Boxes and Glue: A Brief, but Visual, Introduction Using LuaTeX

An introduction for future articles

This post is a brief introduction to some key concepts/models involved in typesetting with \(\mathrm \TeX\): boxes and glue—“setting the scene” for future articles that will go into much more detail. A forthcoming post will explore the low-level behaviour of \(\mathrm \TeX \) boxes using \(\mathrm{Lua}\mathrm\TeX\) to produce diagrams (node graphs) such as the following example:

This node graph is produced from an \hbox{...} created with the following \(\mathrm \TeX\) code:

 
\hbox to100pt{A\hskip4pt plus3pt minus 2pt B% 
\hskip 0pt plus 2fil C\hskip 0pt plus 2fill D\hskip 0pt plus 3fill}

which looks like this (drawn with a bounding rectangle):

These node graphs show the deep inner structure of \(\mathrm \TeX \) boxes—reflecting how they are stored inside of \(\mathrm \TeX \) and offer an invaluable graphical description that helps to better understand the behaviour of box-construction commands such as \hbox{...} or \vbox{...}.

Back to the basics...

Even as a new, or casual, \(\mathrm \LaTeX\) user it doesn’t take long before you encounter the concept of \(\mathrm \TeX\) “boxes” or that \(\mathrm \TeX\) uses a “boxes and glue” model for its core typesetting activities.
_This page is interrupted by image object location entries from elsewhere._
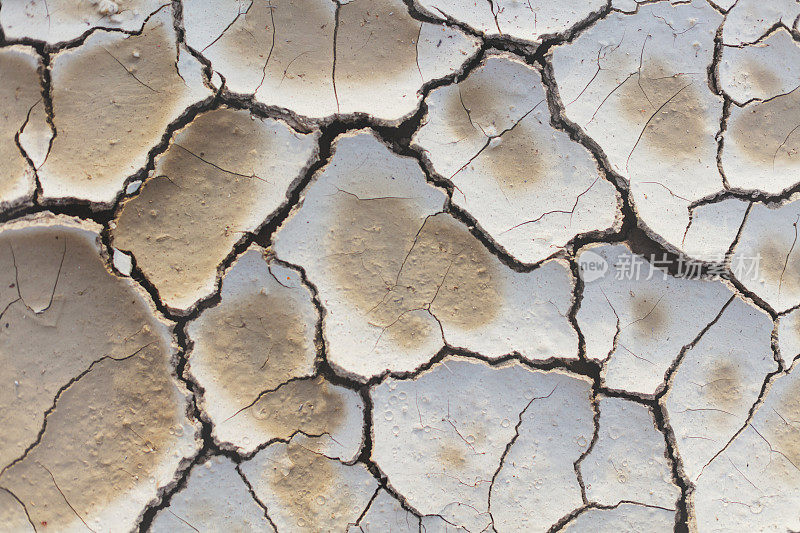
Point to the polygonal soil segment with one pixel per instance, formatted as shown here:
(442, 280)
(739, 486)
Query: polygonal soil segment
(224, 174)
(306, 491)
(755, 483)
(284, 53)
(768, 243)
(636, 319)
(712, 230)
(760, 151)
(628, 462)
(624, 518)
(530, 20)
(13, 515)
(386, 514)
(788, 332)
(749, 20)
(95, 420)
(215, 499)
(253, 356)
(644, 98)
(484, 446)
(21, 100)
(760, 71)
(717, 382)
(527, 184)
(129, 88)
(56, 21)
(398, 277)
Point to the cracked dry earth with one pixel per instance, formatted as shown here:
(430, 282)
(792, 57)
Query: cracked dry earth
(323, 265)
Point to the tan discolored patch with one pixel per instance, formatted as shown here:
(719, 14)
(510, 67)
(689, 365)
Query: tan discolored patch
(222, 175)
(375, 40)
(72, 312)
(109, 434)
(303, 485)
(293, 40)
(254, 343)
(724, 385)
(19, 91)
(678, 118)
(439, 267)
(468, 291)
(765, 133)
(367, 245)
(516, 163)
(452, 455)
(648, 313)
(136, 91)
(311, 405)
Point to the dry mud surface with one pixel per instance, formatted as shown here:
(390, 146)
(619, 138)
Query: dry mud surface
(400, 265)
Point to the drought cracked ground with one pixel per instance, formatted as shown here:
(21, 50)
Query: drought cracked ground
(399, 265)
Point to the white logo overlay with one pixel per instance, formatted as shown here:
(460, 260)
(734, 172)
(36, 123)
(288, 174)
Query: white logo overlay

The typesetting algorithms of \(\mathrm \TeX\) spend much of their time creating and then stacking horizontal and vertical lists of boxes. For example, when \(\mathrm \TeX\) typesets a paragraph of text and breaks it into a series of lines, it considers the paragraph’s text as a stream or sequence of boxes and uses the width, height and depth of those character boxes (actually, glyphs) to find the best linebreaks and then adds vertical space between the lines of typeset text (that glue is called \baselineskip). Each typeset line of the paragraph is itself a box (containing other boxes—e.g., characters) and the typeset paragraph lines (boxes) are stacked vertically to produce the paragraph. Eventually, the largest box of all is produced: the typeset page. Clearly, this is an extremely simplified picture because you also need the ability to move and position those boxes and \(\mathrm \TeX\) does this using so-called glue: a form of “flexible spacing”. Knuth has commented (page 70 of The \(\mathrm \TeX \mathrm{book}\)) that “glue” probably should have been referred to as “spring” but the term glue was adopted early on and, to use Knuth’s pun, it stuck.

Visualizing a typeset paragraph using \(\mathrm{Lua}\mathrm\TeX\)
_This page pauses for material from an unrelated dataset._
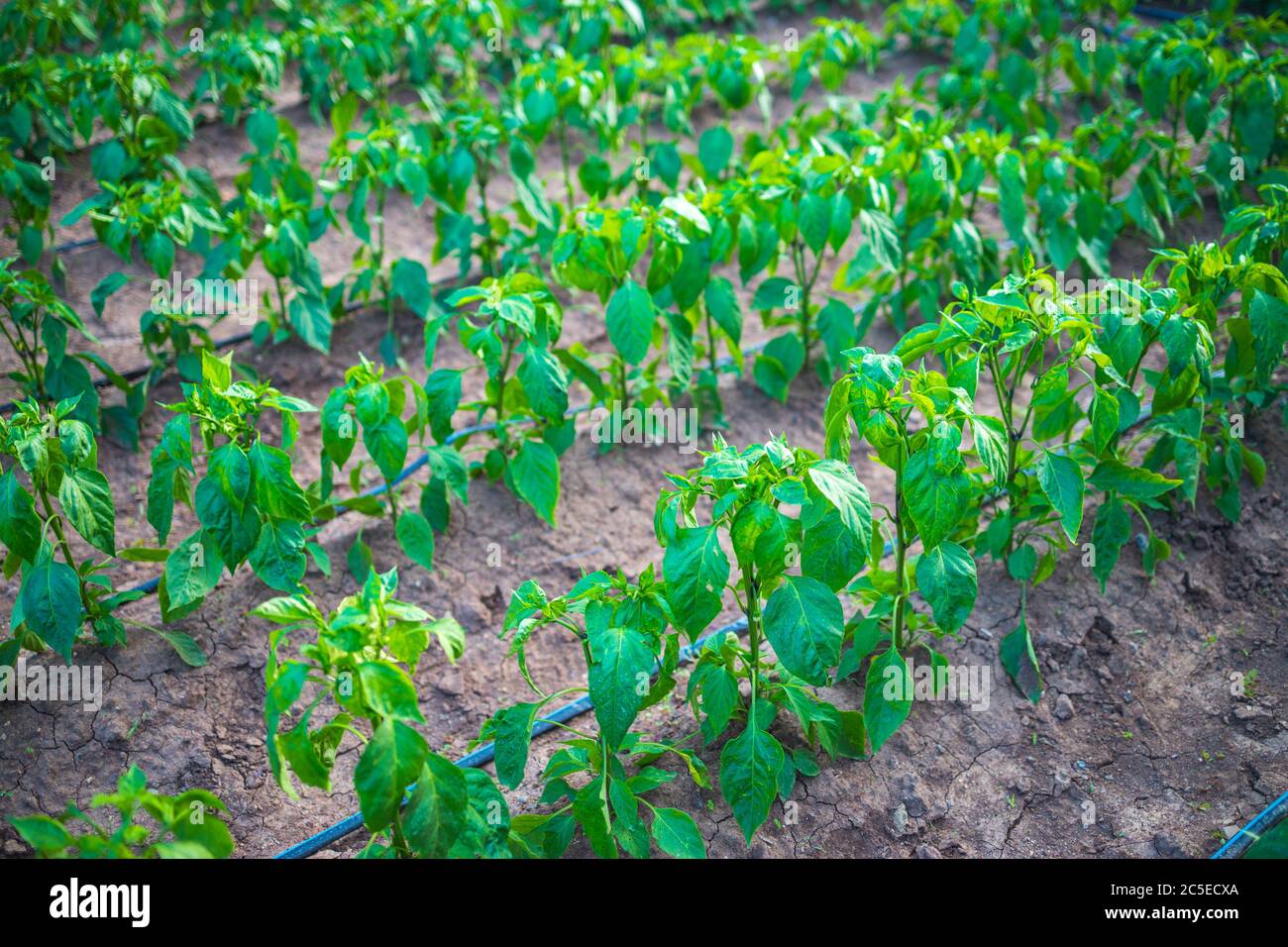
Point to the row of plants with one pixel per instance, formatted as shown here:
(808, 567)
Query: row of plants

Using \(\mathrm{Lua}\mathrm\TeX\), a typeset paragraph can be processed to display the components used to typeset it: the character boxes and the flexible glue used to put space between the words. We have created a simple \(\mathrm{Lua}\mathrm\TeX\) (plain \(\mathrm \TeX\)) project to demonstrate this:

The project’s code was written to illustrate this post and is not a full implementation of a paragraph “parser”—it ignores a number of \(\mathrm{Lua}\mathrm \TeX\) node types and is designed purely to illustrate the ideas discussed in this post.

In the zoomed image section, below, you can see the individual paragraph lines shaded as grey strips—note there is white space between the lines: vertical glue which \(\mathrm \TeX \) inserts as it stacks them to form the paragraph. If you want to know more about the vertical glue inserted between lines in a typeset paragraph, use Google to find articles which discuss \baselineskip and \lineskiplimit.
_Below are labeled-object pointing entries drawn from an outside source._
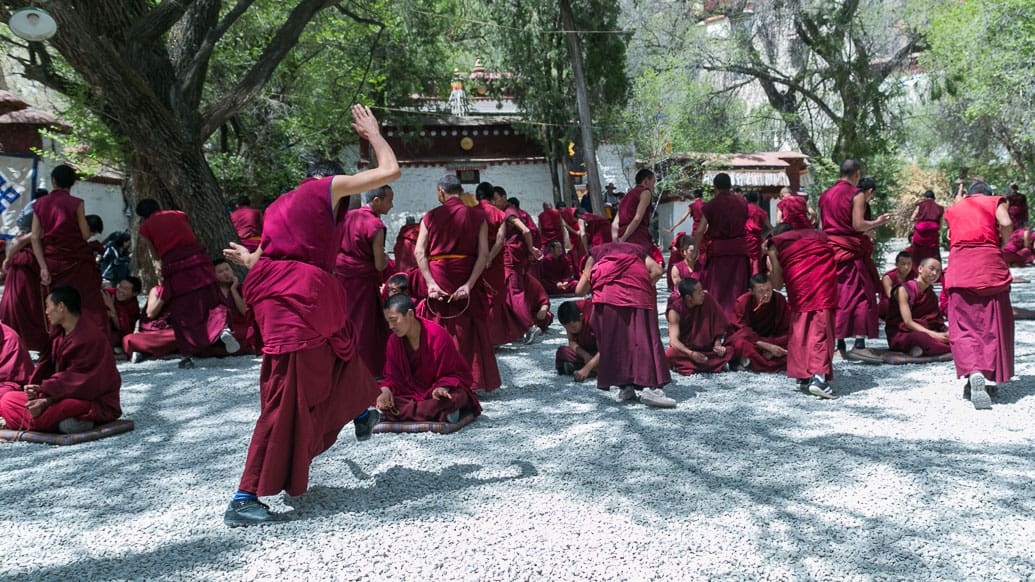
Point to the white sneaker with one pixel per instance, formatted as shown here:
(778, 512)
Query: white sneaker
(227, 337)
(656, 398)
(627, 393)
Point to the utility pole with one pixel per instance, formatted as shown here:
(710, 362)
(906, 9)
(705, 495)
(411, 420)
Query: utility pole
(582, 99)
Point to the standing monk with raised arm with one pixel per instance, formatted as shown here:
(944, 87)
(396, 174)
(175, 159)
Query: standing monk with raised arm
(311, 383)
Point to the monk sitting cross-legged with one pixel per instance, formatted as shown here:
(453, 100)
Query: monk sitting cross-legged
(424, 376)
(77, 385)
(762, 321)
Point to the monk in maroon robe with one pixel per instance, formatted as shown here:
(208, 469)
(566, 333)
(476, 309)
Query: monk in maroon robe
(76, 385)
(915, 323)
(312, 382)
(978, 287)
(123, 310)
(622, 278)
(843, 214)
(22, 303)
(551, 225)
(580, 358)
(247, 223)
(360, 261)
(452, 250)
(727, 269)
(803, 261)
(634, 212)
(893, 278)
(197, 312)
(697, 330)
(16, 365)
(406, 241)
(425, 379)
(927, 229)
(762, 324)
(59, 242)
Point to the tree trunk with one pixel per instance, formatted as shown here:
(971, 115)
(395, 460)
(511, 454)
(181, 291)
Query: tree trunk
(582, 99)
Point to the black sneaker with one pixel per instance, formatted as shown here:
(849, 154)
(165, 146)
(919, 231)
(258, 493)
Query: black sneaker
(364, 427)
(248, 512)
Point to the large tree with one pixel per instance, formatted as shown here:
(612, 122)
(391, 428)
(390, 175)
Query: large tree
(143, 66)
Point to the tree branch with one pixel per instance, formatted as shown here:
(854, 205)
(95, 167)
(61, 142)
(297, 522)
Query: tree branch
(245, 90)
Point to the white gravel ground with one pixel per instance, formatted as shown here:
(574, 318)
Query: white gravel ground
(746, 478)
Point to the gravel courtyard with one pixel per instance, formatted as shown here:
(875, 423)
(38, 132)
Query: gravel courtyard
(899, 477)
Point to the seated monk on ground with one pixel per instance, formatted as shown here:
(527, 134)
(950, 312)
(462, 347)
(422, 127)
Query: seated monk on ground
(123, 310)
(917, 326)
(580, 357)
(697, 329)
(903, 272)
(762, 322)
(425, 379)
(77, 385)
When \(\mathrm \TeX\) reads and typesets a paragraph it converts interword space characters into blobs of glue whose precise value is a property of the font being used. During typesetting, these interword glues are stretched or shrunk by an amount considered necessary to achieve a pleasing linebreak. In the image above you should note the following:

• grey strips are the boundaries of the individual lines of the typeset paragraph;
• each character is shown within a box that defines its dimensions (as \(\mathrm \TeX\) sees it);
• the yellow boxes show the glue that \(\mathrm \TeX\) has inserted between the words in order to achieve a pleasing linebreak. Observe the following:
• the width of interword glue varies from line-to-line as \(\mathrm \TeX\) stretches or shrinks it to achieve each linebreak;
• on the third line, the glue after the period character is wider than other glues on the same line.
• the red box shows where an explicit \hbox{...} was used. The definition of the \TeX command puts the E into an \hbox{...} so that it can be lowered to create the \(\mathrm \TeX\) logo.

At the end of our example paragraph there is a long strip of glue which is called \parfillskip: this is inserted by \(\mathrm \TeX\) engines to fill up space on the last line.

Until the next post

We hope this post has provided a useful introduction to the principle of boxes and glue used within \(\mathrm \TeX\). In a forthcoming post we’ll use \(\mathrm{Lua}\mathrm\TeX\) to dig much deeper into the content of \(\mathrm \TeX\) boxes—using node graphs such as the example shown at the start of this article.